Conflict of interest statement
Competing Interests: The authors have declared that no competing interests exist.
Figures
Figure 1. Selected CSF metabolite concentrations [mM] in patients with or without inflammatory brain MS plaques (abbreviated ‘inflamm’ and ‘non-infl’, respectively), and controls.
Data represent means±s.e.m.
Figure 2. Percentile plots for selected CSF metabolite concentrations [mM] in patients with or without inflammatory brain MS plaques (abbreviated ‘inflamm’ and ‘non-inflamm’, respectively), and controls.
These plots show the percentage of data less than or equal to an observed value. Marked deviations from normal distribution are readily recognized by major deviations from a straight line. The percentile plots for fructose illustrate the presence of CSF with particularly increased concentrations in CIS patients, independently of the presence of inflammatory plaques.

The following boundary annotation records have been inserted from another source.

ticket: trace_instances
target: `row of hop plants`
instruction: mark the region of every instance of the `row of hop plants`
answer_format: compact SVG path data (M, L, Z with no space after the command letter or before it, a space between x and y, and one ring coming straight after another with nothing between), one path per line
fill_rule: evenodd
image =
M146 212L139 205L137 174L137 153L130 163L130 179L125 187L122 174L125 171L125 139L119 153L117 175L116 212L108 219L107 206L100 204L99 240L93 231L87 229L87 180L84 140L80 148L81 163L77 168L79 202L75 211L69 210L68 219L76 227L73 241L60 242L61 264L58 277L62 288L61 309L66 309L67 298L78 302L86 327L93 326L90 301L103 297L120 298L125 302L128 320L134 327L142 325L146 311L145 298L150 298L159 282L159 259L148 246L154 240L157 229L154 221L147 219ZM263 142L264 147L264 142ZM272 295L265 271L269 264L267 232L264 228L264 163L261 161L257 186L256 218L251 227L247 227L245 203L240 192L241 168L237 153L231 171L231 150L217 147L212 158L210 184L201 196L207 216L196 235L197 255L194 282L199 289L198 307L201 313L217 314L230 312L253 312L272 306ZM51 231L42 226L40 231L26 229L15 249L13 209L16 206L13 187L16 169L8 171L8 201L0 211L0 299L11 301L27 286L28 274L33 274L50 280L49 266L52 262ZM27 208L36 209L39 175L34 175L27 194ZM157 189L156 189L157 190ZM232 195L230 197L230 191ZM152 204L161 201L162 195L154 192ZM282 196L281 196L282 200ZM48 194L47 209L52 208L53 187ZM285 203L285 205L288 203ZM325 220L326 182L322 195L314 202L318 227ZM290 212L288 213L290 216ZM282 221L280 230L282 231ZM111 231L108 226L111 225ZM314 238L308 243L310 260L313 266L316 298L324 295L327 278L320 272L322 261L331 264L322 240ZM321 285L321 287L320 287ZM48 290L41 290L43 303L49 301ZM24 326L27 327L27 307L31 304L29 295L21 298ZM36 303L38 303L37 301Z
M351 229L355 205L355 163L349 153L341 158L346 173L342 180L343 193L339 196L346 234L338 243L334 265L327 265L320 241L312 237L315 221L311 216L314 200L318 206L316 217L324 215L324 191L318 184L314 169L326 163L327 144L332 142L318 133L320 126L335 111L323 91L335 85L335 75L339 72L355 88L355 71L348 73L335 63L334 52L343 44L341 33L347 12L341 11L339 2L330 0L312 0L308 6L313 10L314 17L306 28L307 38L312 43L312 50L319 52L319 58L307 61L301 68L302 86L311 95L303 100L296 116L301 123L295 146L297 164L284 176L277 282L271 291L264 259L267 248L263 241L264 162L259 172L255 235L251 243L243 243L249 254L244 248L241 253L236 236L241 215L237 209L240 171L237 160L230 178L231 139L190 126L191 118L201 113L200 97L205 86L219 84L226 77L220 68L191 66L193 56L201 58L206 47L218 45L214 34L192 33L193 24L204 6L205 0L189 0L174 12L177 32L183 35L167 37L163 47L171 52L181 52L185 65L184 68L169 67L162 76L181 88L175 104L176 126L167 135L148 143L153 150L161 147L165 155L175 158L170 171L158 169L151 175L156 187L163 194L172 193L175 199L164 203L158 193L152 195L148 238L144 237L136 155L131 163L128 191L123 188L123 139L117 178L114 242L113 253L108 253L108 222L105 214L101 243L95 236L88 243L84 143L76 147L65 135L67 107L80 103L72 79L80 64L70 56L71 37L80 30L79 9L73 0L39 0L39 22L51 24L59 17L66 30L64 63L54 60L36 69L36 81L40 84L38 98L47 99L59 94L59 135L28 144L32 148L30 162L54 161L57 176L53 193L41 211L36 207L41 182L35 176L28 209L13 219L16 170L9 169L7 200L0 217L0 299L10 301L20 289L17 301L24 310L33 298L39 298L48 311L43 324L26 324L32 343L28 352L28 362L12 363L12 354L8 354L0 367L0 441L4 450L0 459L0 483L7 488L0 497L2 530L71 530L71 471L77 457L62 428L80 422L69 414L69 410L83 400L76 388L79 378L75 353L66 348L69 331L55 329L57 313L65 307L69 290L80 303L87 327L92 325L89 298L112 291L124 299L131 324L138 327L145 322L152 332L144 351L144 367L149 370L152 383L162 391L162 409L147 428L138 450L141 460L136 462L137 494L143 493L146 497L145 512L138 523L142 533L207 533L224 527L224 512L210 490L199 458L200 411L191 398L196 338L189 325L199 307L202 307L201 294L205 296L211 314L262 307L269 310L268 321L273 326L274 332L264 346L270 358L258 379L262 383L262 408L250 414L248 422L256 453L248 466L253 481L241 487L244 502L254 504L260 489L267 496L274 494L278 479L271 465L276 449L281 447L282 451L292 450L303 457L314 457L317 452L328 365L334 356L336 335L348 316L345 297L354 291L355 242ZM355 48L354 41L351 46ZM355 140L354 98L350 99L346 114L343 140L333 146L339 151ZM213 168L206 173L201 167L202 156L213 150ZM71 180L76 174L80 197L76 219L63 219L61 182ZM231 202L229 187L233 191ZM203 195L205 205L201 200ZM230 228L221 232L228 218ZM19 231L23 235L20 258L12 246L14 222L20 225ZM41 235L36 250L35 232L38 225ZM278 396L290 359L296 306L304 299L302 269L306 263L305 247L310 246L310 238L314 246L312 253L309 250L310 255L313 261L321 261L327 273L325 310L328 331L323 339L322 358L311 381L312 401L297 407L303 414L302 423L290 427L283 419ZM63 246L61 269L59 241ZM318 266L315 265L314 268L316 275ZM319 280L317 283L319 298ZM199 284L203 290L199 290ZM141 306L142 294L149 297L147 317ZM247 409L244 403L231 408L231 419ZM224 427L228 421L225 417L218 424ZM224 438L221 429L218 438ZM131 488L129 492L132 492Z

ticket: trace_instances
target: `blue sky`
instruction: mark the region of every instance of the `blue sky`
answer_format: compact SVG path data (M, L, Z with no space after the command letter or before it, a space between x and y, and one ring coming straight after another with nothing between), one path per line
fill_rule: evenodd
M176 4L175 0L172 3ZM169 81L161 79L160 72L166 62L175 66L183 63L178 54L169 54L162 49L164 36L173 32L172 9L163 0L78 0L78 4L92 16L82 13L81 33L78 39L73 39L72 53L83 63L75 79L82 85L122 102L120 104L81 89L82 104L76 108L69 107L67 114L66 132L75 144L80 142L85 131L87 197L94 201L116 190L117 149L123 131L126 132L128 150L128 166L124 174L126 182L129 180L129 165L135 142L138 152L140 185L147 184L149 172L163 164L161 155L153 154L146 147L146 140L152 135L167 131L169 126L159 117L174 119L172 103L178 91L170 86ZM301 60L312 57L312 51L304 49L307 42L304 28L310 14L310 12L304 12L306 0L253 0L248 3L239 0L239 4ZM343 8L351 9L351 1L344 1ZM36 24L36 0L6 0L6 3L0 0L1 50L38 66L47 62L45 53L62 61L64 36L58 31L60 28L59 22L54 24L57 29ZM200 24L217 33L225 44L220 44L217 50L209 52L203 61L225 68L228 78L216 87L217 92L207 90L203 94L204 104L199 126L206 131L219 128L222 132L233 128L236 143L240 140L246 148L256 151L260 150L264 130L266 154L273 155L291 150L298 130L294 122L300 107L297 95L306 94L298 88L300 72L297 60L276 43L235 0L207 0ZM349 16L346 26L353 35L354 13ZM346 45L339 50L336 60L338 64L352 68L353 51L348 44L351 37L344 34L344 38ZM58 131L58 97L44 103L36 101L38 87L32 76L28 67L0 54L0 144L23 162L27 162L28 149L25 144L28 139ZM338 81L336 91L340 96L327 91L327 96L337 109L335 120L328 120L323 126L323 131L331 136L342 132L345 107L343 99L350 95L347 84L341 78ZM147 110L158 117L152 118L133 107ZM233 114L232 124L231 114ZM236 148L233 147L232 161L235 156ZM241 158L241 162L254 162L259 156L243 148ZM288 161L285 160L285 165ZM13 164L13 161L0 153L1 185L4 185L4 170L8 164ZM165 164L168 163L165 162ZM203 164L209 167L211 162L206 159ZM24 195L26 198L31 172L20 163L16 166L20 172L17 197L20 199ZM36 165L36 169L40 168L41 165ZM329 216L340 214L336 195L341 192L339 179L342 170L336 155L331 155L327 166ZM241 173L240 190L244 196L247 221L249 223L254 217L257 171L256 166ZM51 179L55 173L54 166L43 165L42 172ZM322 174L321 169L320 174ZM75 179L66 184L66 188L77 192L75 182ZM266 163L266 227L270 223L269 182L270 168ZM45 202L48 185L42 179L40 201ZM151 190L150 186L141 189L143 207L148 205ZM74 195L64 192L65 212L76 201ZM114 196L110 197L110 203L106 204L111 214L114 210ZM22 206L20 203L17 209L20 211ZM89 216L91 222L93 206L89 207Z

Figure 3. Scattergrams for lactate and acetate CSF concentrations [mM] in patients with or without inflammatory brain MS plaques (abbreviated ‘inflamm’ and ‘non-inflamm’, respectively), and controls.
Marked deviations from normal distribution are readily recognized for lactate (inflamm) since data are clustered at low values (around 2.2 mM), but also for acetate (inflamm) where data are clustered at high values (around 0.16 mM).
Figure 4. Lactate concentration [mM] in CSF of CIS patients with inflammatory plaques vs. number of inflammatory plaques, with linear fit.
Figure 5. Two-dimensional projection of a three-dimensional CSF metabolite plot, based on the first three principal components obtained by PCA.
All control subjects (green dots) are clustered within the broken ellipse that also contains one data point from each of the groups with and without inflammatory plaques (red and black dots, respectively).
Figure 6. Two-dimensional projection of a three-dimensional CSF metabolite plot, based on the first three principal components obtained by PCA (projection angle changed relative to Figure 5).
All CIS patients with inflammatory plaques (red dots), except for two, are clustered within the broken ellipse that also contains four data points from patients without inflammatory plaques (black dots).